Two insert_many rules to keep in mind (full detail in INSERT · UPDATE · DELETE):

  1. The first row defines the column set (sorted alphabetically, like insert). A key that appears only in a later row is silently dropped.
  2. Ragged rows are NULL-padded, never an error. A later row missing a key binds Value::Null for that slot instead of panicking — a malformed record in an import batch cannot take the process down:
rust
let (sql, binds) = QueryBuilder::<Postgres>::table("u")
    .insert_many([vec![("a", 1i64), ("b", 2i64)], vec![("a", 3i64)]])
    .to_sql();
// INSERT INTO "u" ("a", "b") VALUES ($1, $2), ($3, $4)
// binds == [Value::I64(1), Value::I64(2), Value::I64(3), Value::Null]

For "insert new, leave existing untouched" use on_conflict_do_nothing instead — same shape, different conflict action.

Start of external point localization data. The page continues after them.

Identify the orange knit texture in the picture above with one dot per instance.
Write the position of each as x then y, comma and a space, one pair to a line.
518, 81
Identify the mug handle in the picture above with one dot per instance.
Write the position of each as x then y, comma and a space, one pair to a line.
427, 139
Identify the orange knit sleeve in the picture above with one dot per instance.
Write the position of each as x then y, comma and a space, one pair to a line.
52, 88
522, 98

Chunking: respect the placeholder ceiling

Every cell is a bound placeholder, so a batch binds rows × columns parameters — and each backend caps the count per statement:

BackendLimitSource
Postgres65,535wire protocol encodes the parameter count as 16-bit
MySQL65,535prepared-statement placeholder count is 16-bit
SQLite32,766 default (999 before 3.32.0)SQLITE_MAX_VARIABLE_NUMBER compile-time option

Exceed it and the statement fails at execute time. Stay comfortably under it by chunking — with the bonus that chunks keep statement size, lock duration, and memory per round trip bounded even when the hard limit is far away:

rust
use chain_builder::{Postgres, QueryBuilder};

const COLS: usize = 2;          // ("email", "name")
const CHUNK: usize = 1_000;     // 1_000 rows × 2 cols = 2_000 binds ≪ 65_535

async fn upsert_users(
    pool: &sqlx::PgPool,
    rows: &[(String, String)],  // (email, name)
) -> Result<u64, chain_builder::Error> {
    let mut tx = pool.begin().await?;
    let mut affected = 0u64;

    for chunk in rows.chunks(CHUNK) {
        let batch = chunk
            .iter()
            .map(|(email, name)| [("email", email.clone()), ("name", name.clone())]);

        let result = QueryBuilder::<Postgres>::table("users")
            .insert_many(batch)
            .on_conflict_merge(["email"])
            .execute(&mut *tx)
            .await?;
        affected += result.rows_affected();
    }

    tx.commit().await?;
    Ok(affected)
}

Pick CHUNK so that CHUNK × COLS clears the smallest limit you deploy against (999 if old SQLite builds are in play), with margin for any extra binds on the statement (WHERE/RETURNING expressions, etc.). The transaction makes the chunked upsert all-or-nothing; drop it if partial progress is acceptable for your job.

Notes & caveats

  • MySQL ignores your conflict targets. on_conflict_merge(["email"]) compiles to ON DUPLICATE KEY UPDATE … against whatever unique/primary keys the table has, and the SET list covers all inserted columns. If the table carries more than one unique key, the matched row may not be the one ["email"] suggests — see the MySQL merge note before relying on target semantics there.
  • Get the upserted rows back with .returning([...]) on Postgres/SQLite (per chunk). On MySQL returning is a silent no-op — query separately.
  • rows_affected() counts differently per backend. Notably MySQL's ON DUPLICATE KEY UPDATE reports 2 for an updated row and 1 for an inserted one, so the sum above is not a row count there.
  • Don't pad with empty batches: insert_many over zero rows leaves the builder with no columns, which fails as BuildError::EmptyInsert at compile time. chunks() never yields an empty slice, so the loop above is safe — but guard any other path that might hand the builder an empty iterator.